According to several experts, the footage from a nest at the Hoffler Creek Wildlife Refuge in Portsmouth spurs numerous questions about animal behavior and the bald eagle, a federally protected species. Among them: Does cannibalism occur more often in nature than scientists believe? Were the parents of this troubled eagle brood just practicing euthanasia? Was pollution or contamination a factor?

Watts said he and a graduate student monitoring a handful of eagle nests on the lower James River will sit down next month and consider these issues. They likely will write a report and suggest additional avenues of research.
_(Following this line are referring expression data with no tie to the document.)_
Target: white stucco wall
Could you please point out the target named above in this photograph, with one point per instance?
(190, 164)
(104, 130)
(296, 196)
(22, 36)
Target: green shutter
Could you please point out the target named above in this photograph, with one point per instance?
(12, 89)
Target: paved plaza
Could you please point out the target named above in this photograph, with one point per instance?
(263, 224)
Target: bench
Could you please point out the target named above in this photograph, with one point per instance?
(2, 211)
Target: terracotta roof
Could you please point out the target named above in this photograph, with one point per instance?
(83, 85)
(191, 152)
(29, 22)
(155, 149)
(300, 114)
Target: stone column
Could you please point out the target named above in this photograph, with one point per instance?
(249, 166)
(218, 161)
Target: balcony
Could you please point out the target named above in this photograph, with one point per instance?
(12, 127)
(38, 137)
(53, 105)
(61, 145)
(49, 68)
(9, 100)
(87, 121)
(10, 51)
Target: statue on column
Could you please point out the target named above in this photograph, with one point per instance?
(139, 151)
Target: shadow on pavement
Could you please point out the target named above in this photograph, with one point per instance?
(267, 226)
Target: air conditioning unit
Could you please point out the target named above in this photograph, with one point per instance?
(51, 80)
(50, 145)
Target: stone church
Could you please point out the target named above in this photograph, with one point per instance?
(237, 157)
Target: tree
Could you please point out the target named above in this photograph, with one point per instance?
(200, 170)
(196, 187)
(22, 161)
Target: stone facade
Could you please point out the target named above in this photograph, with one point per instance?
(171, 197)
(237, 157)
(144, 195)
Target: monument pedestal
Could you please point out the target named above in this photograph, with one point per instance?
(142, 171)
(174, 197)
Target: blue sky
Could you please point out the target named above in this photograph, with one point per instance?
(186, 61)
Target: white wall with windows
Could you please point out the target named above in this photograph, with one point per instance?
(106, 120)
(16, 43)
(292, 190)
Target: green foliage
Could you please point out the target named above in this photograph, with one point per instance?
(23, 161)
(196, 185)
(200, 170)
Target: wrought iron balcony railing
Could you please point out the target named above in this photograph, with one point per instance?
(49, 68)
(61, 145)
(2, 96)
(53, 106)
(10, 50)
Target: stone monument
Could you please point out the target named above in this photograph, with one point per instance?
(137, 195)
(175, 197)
The incidents occurred April 9 and 10. Randi Strutton, executive director of the Hoffler Creek Wildlife Foundation, which runs the refuge, witnessed one of the attacks as she was watching live footage of the birds on closed-circuit television.

'It was just awful'

The father eagle "grabs the baby with his feet, drags it to the edge of the nest, holds it down and uses his beak to tear it to shreds," Strutton said. "It was just awful. We couldn't believe what we were seeing."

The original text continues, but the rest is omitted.